But there is something else here that is easy to overlook, another message worth remembering.

It is a reminder to us of how much God treasures those things that are small.

After all, He came to us as one who was small Himself – a helpless baby, without a home, in a forgotten corner of an occupied country.

He feels a special affinity for those things in this world that are weak. Overlooked. Neglected. Dismissed.  Little. 

I think of St. Therese of Lisieux, whose feast day we just celebrated – a young woman, barely more than a girl, who hid herself in a Carmelite convent and vowed to find her path to God through what she called her “Little Way.” She died at just 24 – and is hailed today not only as one of the most beloved saints, but as one of the greatest doctors of the Church.

Or consider the woman who took her name, Blessed Mother Teresa, who dared to embrace and love those nobody else would even touch. She once said that while we may not all be able to do great things, we can all do small things with great love. That message has moved millions of all faiths – and even those of no faith – all over the world.

Great things often begin with something small.  And, on this particular Sunday, when we are called to honor life, our hearts and minds are drawn to those who are the smallest of all.  Those who are often dishonored, and even discarded.

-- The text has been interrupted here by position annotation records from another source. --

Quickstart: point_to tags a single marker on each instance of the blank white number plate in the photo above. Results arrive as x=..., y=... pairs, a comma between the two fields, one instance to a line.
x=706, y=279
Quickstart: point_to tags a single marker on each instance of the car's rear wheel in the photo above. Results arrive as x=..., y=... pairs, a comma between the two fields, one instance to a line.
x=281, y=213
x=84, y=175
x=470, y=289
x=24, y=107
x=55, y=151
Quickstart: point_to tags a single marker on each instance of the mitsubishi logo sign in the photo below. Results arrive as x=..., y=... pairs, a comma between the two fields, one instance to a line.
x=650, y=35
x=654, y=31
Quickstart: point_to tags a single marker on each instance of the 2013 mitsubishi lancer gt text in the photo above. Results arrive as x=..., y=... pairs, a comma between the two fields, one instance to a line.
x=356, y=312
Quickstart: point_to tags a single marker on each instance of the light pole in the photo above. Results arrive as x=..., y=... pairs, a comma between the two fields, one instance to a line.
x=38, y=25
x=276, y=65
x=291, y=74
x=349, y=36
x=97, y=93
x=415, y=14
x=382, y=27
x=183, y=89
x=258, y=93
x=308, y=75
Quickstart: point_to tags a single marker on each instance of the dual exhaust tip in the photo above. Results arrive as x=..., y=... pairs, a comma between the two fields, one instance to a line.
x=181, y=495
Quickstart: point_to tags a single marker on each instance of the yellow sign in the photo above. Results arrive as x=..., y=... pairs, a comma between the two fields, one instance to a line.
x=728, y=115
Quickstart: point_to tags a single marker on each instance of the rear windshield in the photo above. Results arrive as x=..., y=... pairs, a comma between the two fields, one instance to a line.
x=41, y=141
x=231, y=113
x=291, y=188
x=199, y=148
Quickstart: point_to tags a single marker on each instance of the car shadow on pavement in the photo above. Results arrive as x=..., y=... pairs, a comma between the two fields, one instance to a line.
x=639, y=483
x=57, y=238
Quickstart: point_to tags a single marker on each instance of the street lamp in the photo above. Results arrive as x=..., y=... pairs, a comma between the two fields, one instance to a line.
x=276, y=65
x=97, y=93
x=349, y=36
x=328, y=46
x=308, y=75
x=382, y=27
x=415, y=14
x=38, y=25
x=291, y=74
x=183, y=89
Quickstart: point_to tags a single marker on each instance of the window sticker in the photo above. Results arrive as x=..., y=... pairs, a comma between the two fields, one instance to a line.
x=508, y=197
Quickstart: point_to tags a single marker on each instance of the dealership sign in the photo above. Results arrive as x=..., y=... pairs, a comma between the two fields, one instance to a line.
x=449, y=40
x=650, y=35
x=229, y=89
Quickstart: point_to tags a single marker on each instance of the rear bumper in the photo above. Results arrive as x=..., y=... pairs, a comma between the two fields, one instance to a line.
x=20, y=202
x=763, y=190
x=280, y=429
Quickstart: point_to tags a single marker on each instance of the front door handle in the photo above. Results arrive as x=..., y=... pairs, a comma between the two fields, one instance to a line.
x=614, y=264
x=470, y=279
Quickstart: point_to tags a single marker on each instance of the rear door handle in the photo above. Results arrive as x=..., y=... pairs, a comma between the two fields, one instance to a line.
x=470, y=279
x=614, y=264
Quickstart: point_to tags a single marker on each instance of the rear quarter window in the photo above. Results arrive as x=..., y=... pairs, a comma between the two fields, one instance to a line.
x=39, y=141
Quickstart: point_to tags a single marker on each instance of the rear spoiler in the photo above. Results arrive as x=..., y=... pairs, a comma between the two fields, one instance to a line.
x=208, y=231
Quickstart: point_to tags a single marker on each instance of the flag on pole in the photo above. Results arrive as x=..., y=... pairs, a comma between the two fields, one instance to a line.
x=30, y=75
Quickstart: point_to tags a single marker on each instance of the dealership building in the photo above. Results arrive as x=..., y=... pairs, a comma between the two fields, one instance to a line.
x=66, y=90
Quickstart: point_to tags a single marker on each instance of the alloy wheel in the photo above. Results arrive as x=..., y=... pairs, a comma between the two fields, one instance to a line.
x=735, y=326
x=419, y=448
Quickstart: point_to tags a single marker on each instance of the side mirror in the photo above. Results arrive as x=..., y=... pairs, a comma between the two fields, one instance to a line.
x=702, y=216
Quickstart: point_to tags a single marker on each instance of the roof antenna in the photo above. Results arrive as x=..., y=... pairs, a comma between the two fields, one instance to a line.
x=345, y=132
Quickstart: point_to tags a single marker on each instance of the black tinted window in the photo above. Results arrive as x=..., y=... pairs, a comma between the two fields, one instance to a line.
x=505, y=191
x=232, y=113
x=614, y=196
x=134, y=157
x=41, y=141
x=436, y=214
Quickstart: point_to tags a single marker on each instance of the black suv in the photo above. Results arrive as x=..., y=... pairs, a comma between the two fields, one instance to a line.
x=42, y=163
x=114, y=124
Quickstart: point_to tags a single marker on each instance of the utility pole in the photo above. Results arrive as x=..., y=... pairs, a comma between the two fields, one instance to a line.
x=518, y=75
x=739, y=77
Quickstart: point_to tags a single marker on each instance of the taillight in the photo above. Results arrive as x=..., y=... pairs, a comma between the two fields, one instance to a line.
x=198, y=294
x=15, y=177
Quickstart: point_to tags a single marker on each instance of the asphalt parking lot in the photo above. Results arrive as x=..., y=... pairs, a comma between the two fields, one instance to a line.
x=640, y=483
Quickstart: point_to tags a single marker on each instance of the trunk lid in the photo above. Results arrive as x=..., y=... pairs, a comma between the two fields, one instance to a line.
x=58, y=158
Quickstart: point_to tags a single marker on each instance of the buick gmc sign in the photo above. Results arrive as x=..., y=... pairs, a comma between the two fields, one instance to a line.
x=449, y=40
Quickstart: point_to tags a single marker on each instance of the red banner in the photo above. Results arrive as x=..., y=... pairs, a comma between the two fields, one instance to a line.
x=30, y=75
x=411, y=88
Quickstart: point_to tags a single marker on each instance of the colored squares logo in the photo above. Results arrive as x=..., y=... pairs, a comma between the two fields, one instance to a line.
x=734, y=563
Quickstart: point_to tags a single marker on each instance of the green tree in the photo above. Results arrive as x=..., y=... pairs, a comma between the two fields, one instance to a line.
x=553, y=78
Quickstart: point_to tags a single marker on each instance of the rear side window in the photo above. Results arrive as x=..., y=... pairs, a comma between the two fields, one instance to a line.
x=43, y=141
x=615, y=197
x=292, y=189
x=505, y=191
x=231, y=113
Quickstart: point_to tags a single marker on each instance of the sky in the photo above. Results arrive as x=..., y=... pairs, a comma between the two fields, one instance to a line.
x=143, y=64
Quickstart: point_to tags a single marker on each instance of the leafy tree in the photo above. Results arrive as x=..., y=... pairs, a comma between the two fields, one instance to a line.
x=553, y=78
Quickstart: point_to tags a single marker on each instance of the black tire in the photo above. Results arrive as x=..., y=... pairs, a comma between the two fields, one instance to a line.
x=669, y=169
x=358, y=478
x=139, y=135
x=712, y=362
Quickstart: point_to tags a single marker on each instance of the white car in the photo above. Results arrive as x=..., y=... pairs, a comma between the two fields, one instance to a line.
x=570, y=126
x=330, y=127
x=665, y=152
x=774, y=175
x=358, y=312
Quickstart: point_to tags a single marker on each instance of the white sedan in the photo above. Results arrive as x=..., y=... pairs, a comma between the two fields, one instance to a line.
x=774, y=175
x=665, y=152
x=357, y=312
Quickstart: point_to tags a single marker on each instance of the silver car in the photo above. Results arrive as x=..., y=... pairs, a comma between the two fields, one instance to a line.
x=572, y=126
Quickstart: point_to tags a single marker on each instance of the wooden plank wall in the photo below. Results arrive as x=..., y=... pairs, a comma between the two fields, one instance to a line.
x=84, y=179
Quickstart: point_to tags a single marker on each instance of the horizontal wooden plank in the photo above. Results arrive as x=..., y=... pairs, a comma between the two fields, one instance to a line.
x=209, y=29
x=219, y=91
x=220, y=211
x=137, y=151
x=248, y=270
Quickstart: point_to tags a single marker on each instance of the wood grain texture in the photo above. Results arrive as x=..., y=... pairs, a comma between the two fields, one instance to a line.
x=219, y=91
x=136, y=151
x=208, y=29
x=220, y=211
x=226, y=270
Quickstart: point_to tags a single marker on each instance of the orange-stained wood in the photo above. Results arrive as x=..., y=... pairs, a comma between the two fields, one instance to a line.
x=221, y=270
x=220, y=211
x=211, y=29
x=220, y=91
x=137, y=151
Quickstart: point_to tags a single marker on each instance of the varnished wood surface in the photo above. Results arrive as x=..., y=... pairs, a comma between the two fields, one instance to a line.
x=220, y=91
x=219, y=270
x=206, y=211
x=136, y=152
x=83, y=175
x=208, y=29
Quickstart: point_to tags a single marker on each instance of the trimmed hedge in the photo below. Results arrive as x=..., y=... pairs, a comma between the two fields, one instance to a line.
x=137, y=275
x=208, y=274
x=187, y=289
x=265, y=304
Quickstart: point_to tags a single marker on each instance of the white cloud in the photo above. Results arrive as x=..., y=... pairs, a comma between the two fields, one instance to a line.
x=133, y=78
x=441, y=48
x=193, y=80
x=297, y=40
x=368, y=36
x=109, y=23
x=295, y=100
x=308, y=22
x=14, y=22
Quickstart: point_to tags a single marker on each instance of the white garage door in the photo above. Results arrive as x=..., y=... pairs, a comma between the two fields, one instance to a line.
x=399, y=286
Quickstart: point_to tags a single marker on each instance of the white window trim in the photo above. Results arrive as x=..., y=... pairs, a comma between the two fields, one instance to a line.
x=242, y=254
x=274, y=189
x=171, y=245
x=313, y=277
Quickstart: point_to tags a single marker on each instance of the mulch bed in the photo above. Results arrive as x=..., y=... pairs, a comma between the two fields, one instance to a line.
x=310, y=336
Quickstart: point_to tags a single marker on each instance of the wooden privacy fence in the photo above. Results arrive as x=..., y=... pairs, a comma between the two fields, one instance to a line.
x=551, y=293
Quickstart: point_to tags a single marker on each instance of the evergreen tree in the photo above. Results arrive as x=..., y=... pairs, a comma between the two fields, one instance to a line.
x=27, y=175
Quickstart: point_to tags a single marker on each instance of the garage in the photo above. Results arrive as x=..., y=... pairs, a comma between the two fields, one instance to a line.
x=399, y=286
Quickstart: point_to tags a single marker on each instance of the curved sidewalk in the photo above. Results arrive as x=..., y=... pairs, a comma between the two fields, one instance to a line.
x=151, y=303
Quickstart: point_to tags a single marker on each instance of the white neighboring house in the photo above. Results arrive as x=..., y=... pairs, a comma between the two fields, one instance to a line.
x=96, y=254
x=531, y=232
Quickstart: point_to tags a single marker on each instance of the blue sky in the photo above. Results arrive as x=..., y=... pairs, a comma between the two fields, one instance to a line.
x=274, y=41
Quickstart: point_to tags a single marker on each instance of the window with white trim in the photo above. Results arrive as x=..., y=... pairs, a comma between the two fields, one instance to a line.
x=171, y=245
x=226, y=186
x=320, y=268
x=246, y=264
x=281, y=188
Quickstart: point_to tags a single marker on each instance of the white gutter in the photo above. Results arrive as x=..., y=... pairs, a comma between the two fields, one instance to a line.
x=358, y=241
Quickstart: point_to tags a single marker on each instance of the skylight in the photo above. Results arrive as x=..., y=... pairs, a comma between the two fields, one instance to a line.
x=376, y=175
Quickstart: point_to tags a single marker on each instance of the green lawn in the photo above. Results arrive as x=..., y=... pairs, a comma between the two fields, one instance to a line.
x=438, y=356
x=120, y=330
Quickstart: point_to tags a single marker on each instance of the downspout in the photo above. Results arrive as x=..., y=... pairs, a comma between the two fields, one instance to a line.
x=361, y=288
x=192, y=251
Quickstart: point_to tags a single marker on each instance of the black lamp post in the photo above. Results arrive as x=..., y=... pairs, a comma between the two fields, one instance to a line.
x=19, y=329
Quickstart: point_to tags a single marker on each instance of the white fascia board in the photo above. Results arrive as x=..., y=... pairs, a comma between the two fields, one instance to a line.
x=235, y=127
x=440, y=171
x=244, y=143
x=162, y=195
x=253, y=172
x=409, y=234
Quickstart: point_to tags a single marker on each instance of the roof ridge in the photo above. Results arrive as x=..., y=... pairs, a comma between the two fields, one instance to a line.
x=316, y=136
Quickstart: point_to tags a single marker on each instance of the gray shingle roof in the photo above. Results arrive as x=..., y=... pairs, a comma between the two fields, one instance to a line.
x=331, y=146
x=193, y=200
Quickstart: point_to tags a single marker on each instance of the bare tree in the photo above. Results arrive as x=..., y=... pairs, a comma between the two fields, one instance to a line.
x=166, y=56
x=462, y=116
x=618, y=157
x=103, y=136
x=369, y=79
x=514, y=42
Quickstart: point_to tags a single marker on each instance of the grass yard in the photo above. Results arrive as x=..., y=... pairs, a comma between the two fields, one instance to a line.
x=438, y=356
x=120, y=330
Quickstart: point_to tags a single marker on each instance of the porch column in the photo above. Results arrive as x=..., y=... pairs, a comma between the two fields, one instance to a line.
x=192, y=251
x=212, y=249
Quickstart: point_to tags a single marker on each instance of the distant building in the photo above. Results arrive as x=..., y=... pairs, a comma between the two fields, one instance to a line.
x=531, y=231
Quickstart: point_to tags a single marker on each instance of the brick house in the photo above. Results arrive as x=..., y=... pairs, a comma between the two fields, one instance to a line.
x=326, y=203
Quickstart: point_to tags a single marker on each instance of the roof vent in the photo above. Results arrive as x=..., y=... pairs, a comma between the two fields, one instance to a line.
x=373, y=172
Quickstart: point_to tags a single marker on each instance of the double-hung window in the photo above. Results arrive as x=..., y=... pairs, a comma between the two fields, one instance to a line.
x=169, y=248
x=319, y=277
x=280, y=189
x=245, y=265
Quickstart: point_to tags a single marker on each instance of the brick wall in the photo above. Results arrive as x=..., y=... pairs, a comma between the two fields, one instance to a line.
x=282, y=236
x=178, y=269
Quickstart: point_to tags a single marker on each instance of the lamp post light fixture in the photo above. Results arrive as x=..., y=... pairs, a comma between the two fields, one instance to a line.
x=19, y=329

Those who are – literally — the size of a mustard seed.

Science tells us that at five weeks, an embryo is roughly the size of the tip of a pen – only a little bit smaller than a mustard seed.

And yet, its life story is already beginning to be told.

Its heart has already started the great work of a lifetime. It’s begun to beat. And beat. And beat. Across an average lifespan, the human heart will beat three billion times. In a five-week-old embryo, it’s only getting started.

But so is everything else. The baby’s facial features are starting to form: the eyes, the nose, the lips. Eyes that will watch the leaves change and the sun rise. The nose that will smell burning leaves and fresh baked bread. The lips that will smile and one day whisper, “I love you.”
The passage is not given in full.